En suivant ces idées, la tâche de l’expérimentateur eût été singulièrement simplifiée. On aurait pu prendre en particulier chacune des chaleurs simples, fournie par un prisme, et on aurait montré dans quelle proportion elle se propage ou s’éteint à travers une substance, et quand on aurait ainsi apprécié l’effet individuel de chacune d’elles, on aurait connu l’effet total exercé par la substance employée sur l’ensemble des rayons calorifiques. Au lieu de cette marche, qui part du simple pour arriver au composé, Melloni partit du cas complexe; il fit tomber sur une lame le flux tout entier des rayons de chaleur, c’est-à-dire l’ensemble de tous les rayons dont les uns sont rouges, violets et en général lumineux, et dont les autres sont obscurs; chacun d’eux éprouva une action spéciale, et du résultat général Melloni ne put que très péniblement déduire les actions individuelles éprouvées par chaque rayon.

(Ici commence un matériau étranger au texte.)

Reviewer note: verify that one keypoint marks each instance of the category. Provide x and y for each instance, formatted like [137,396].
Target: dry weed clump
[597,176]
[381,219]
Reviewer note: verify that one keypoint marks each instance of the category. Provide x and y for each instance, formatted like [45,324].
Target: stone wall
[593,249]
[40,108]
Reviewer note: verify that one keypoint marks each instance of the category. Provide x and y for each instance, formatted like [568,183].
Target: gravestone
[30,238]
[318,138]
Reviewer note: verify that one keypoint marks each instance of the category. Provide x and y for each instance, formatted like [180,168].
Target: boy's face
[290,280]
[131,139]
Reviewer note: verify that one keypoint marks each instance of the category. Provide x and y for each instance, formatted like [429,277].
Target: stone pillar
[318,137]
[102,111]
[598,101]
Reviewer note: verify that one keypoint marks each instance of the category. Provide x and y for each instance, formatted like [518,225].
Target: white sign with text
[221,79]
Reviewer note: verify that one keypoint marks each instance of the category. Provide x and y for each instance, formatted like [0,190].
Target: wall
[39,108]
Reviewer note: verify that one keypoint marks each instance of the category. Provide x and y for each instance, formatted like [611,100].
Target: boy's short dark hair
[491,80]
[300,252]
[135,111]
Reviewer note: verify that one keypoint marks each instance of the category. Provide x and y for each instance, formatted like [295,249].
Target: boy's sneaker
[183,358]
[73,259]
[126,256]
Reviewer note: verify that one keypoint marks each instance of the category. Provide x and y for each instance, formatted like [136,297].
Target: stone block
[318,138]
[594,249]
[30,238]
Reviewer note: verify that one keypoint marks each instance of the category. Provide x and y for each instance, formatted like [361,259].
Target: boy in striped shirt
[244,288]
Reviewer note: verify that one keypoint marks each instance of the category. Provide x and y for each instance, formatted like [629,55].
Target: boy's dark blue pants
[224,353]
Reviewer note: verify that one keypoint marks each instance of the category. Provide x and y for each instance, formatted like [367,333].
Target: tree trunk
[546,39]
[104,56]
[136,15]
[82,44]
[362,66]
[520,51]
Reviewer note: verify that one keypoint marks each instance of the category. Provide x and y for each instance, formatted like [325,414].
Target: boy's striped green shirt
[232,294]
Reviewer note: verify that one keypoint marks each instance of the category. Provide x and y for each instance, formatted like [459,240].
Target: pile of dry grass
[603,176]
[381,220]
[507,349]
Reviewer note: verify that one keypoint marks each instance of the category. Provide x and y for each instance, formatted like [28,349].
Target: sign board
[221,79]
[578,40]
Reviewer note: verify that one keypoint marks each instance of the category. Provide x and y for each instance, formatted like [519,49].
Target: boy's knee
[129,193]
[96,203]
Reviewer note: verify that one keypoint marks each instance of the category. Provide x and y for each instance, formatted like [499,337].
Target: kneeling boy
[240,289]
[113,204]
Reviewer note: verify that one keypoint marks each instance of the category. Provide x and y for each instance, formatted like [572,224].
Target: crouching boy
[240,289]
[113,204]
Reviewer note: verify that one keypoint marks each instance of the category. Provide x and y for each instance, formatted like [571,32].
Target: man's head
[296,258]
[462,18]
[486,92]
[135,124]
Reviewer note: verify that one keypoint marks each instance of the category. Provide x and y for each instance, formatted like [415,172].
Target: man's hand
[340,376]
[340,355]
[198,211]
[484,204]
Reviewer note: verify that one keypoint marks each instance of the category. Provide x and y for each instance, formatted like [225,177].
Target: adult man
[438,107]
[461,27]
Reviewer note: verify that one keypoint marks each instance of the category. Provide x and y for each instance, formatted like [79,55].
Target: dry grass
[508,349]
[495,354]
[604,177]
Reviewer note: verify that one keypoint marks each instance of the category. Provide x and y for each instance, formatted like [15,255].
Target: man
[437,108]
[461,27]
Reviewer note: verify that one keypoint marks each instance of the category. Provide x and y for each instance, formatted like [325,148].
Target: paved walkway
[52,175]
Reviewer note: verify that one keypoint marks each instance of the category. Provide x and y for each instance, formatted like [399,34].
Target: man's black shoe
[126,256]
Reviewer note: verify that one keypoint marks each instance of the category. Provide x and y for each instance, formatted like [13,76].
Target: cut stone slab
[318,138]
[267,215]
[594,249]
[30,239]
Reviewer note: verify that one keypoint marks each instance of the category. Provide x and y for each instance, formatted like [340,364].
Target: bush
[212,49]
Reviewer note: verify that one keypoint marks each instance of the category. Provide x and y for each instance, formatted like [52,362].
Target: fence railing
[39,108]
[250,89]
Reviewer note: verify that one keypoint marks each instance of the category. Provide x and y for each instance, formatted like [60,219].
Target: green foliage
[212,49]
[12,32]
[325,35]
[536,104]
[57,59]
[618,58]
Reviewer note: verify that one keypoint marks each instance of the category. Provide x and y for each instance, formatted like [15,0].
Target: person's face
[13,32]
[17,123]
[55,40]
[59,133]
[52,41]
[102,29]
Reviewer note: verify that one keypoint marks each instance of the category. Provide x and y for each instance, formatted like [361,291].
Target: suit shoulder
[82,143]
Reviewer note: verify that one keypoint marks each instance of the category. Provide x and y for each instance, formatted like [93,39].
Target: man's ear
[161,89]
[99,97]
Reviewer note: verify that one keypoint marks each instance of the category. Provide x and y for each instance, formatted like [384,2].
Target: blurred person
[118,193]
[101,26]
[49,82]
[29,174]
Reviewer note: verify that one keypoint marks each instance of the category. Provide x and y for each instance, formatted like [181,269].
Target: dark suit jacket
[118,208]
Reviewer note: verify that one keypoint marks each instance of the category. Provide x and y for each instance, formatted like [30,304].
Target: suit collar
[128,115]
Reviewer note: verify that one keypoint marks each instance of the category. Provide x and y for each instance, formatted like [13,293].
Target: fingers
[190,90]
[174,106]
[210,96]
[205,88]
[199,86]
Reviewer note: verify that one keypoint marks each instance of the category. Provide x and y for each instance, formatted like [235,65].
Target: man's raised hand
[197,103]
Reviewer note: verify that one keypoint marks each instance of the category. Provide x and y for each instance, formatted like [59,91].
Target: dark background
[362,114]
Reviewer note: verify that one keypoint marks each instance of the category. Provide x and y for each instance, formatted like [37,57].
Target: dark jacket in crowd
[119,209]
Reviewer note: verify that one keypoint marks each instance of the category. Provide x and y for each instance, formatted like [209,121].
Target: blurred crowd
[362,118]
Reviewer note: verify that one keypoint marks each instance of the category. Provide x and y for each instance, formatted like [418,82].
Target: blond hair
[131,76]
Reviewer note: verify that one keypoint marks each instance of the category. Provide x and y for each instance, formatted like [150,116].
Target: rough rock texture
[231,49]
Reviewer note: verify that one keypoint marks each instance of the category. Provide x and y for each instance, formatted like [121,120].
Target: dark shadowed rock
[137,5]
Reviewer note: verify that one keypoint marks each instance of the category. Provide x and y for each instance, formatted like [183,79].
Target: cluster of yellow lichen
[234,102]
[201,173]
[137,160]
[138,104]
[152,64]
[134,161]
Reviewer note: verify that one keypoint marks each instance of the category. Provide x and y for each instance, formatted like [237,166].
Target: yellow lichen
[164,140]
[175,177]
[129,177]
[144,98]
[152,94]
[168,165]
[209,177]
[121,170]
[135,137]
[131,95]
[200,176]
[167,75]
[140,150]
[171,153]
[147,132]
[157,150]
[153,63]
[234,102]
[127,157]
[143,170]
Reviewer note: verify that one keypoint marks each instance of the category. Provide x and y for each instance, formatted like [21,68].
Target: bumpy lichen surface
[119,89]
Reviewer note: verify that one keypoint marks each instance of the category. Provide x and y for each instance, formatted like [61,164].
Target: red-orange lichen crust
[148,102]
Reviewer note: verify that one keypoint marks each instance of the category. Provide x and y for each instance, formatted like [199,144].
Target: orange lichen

Cette critique nous est aujourd’hui facile; elle serait bien injuste si elle signifiait un blâme, car si nous la pouvons faire, c’est grâce aux travaux de Melloni lui-même. Quand on commence des recherches sur les sujets que l’on connaît peu, la marche que l’on doit suivre ne se présente pas toujours la première. On est entraîné souvent en aveugle par l’enchaînement des découvertes qui se suivent. Et quand tous les faits ont été observés, que le moment de les coordonner arrive, alors seulement on s’aperçoit qu’au lieu de la route que l’on a si laborieusement parcourue, il existe un chemin plus droit que l’on se reproche de n’avoir point suivi. C’est ce qui arriva à Melloni, et plus d’une fois. Ce n’est qu’après avoir avancé beaucoup ses études qu’il revint à l’expérience d’Herschel. Il la refit, et en la perfectionnant grandement; mais, pour faire comprendre la valeur de ses perfectionnemens, nous devons faire connaître une de ses plus heureuses découvertes.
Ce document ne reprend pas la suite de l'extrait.